Interpretive Summary:

Technical Abstract: Dehydration is feature of many abiotic stresses, but is more often an agricultural threat on its own. Plants have evolved numerous mechanisms for coping with dehydration, including morphological, biochemical, and molecular genetic responses. These mechanisms are complex and involve various combinations of response mechanisms. Although a number of studies of drought response in herbaceous plants have been reported, there have been few studies on woody plants, particularly fruit tree crops. We have been studying dehydration responses in apple, using ‘Royal Gala’ as our model.
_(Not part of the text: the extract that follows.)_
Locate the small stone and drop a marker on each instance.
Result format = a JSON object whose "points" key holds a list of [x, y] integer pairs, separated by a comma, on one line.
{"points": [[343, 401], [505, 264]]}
Young plants (approximately 1yr old) were subjected to a two-week period representing a severe drought (water was withheld to 40 percent of pot saturation). The control group was watered every other day to saturation. mRNA from leaves and bark sampled at the end of the drought period was converted to cDNA and used in a suppression subtractive hybridization scheme to isolate genes both up- and down-regulated in response to the treatment. As expected, many genes associated with photosynthesis in leaves were down-regulated; however, select photosynthetic genes were also up-regulated. In bark tissue consisting mainly of green cambium, several photosynthetic genes found in leaves were also up- and down-regulated in bark. There were a few genes unique to each tissue that responded to drought treatment. Comparison of these genes with those found in roots or identified by other methods reveals the incredible complexity of this process.